The world is becoming more fragile with every passing day, with political and economic upheaval, natural catastrophe risks and trade tensions resulting in the very real risk of business interruption for the vast majority of organisations worldwide.
Allianz Global Corporate & Speciality (AGCS) has run its Risk Barometer survey annually for eight years, and business interruption has been named the top global risk for the past seven. It is followed closely by cyber risks, natural catastrophes and the world of changing legislation and regulation, with sanctions and trade tensions remaining at the forefront of businesses’ minds across Asia-Pacific.
Insurance Business spoke to Sinead Browne, board member for Asia-Pacific and South America, and CEO for London at AGCS, to discuss business interruption and the many forms it can take.
“Business interruption has consistently been the number one risk for seven years, and that reflects the globalised nature of business today and the growing interconnectivity that we have across industries,” Browne said. “It also reflects the growing role of low-cost environments when it comes to manufacturing and supply chains.”
“Natural catastrophes are certainly top of our mind when we look at the insurance losses that the industry has experienced,” she continued.
“2017 and 2018 have served to remind us just how much that impacts society economically, and, in insurance terms, 2017 was an incredibly expensive nat cat year – about US$135 billion was paid in insured losses. When it comes to managing balance sheets, actively managing that nat cat exposure is incredibly important.”
Browne says one of the biggest issues clients face is that business interruption can be either physical or non-physical.
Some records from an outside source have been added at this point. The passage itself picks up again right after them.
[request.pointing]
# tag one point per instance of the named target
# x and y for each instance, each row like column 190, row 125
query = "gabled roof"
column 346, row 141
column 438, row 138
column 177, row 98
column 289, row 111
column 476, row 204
Claims may arise out of physical damage such as floods, fires or earthquakes, but equally, they can arise when no physical damage has been sustained to your home or business property at all.
One recent example was seen in the West Coast flooding in New Zealand, where floodwaters destroyed the Waiho Bridge on State Highway 6, cutting off the main transport link to the rest of southern Westland – something which hit rural and farmer businesses hard, despite them having suffered little damage to their own properties.
“Businesses therefore need to manage their risks and internal processes very carefully,” Browne said. “The world is becoming more fragile, and they’re going to need to think hard about the insurance cover they have to mitigate those business interruption risks.”
“If we look at the impact of legislation and regulation, that’s also becoming an ever increasing topic,” she continued.
“If you look at how the role of sanctions impacts business and how it can interrupt supply chains and customer bases, the penalties linked to breaking sanctions are pretty significant. The China-US trade relationship is under constant scrutiny, and businesses are naturally questioning if there are going to be increased tariffs and if they’re going to become less competitive.
“The responsibility of the insurance industry is now to step up and help mitigate those losses and provide insurance coverage as much as possible.”